Quero com isto mostrar que o nome que lhe derem não marcará a diferença socialmente (da mesma forma que actualmente se alguém diz estar casado com outro não se pergunta se é casado ou unido de facto) a noção de casal e de casamento no domínio da língua ocupa todas as variantes legais e religiosas que existam. Portanto se a alteração semântica não seria possível só se pode ver a tentativa de criação de uma segunda designação como uma forma implícita de discriminação e diferenciação contrária à constituição que consagra a não discriminação com base na orientação sexual.
3. Também foi apresentado o argumento de que o parlamento teria assuntos mais importante a resolver e discutir do que este assunto, no entender de alguns secundário, ora esta é uma falácia até bastante simples de desmontar. Como já referi acima a questão da igualdade de acesso ao casamento não é uma questão política obviamente que tem enquadramento político, mas transcende-o. Trata-se, isso sim de matéria de direitos, de não discriminação e de igualdade perante os mecanismos legais e sociais desta forma só existe um tempo próprio - quanto antes! - um legislador que pretenda ser ético além de justo não pode preterir ou adiar uma questão de direitos fundamentais (aliás todos os santos governos ocidentais se queixam da falta de avanço das questões dos direitos fundamentais em vários países mais orientais...). Além disso do ponto de vista puramente pragmático não é UMA sessão do parlamento dedicada ao casamento homossexual que atrasa o que quer que seja.

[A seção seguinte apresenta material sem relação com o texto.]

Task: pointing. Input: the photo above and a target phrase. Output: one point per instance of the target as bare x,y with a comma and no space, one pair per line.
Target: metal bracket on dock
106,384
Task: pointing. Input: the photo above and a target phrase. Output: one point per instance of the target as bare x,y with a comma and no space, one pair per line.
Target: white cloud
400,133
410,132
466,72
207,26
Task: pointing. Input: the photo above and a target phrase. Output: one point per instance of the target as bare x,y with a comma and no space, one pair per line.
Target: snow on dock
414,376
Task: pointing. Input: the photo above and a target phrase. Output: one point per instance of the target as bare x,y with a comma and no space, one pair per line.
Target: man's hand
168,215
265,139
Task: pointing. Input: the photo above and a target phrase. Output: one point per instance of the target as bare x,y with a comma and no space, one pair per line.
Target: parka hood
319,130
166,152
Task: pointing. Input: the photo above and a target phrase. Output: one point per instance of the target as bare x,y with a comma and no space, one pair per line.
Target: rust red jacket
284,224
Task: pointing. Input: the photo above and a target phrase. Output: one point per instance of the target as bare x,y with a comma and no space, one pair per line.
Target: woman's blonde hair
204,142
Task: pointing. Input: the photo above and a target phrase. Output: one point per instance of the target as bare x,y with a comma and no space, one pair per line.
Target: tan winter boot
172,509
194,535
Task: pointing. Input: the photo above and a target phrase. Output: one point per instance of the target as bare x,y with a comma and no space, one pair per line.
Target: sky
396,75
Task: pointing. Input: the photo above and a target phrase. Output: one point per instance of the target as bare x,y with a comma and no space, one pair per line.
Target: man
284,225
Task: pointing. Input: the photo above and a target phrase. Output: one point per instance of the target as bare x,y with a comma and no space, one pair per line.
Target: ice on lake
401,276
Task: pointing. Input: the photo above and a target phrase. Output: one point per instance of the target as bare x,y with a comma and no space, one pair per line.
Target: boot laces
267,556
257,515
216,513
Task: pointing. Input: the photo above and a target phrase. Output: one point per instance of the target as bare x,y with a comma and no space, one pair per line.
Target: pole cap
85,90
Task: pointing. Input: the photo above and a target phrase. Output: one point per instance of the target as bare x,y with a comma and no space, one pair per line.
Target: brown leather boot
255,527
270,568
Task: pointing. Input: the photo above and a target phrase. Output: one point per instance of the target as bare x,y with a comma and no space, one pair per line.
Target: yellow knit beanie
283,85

4. Falta por fim, e em jeito de conclusão, discutir a necessidade social e as consequências que esta abertura trará. Embora como apontam os opositores ao casamento entre homossexuais, neste único caso com razão, a larga maioria do cerca de um milhão de portugueses homossexuais não se encontre disposto a demonstrar a sua sexualidade ou mesmo não se sinta à vontade com a mesma, esta aprovação na assembleia tem, além do valor simbólico importante, o sentido de trazer para a ordem do dia a homossexualidade e as suas manifestações não será de ora em diante uma questão que se possa tentar ignorar ou tentar esconder o mundo heterossexual e em particular o universo homofóbico terá de se confrontar com a realidade de que os homossexuais existem, são iguais a qualquer outra pessoa sob qualquer prisma e acima de tudo têm o direito à sua visibilidade nos mesmos moldes que os heterossexuais. Com visibilidade não quero significar ostentação ou provocação que tal como no caso heterossexual são pouco elegantes mas cada vez mais a camada homossexual da sociedade tem as ferramentas à sua disposição para se afirmar e demonstrar toda a sua importância na sociedade e de um modo pedagógico demonstrar que nem os heterossexuais têm nada a temer da homossexualidade nem os homossexuais têm a recear em assumir a sua sexualidade nos círculos que acharem apropriados.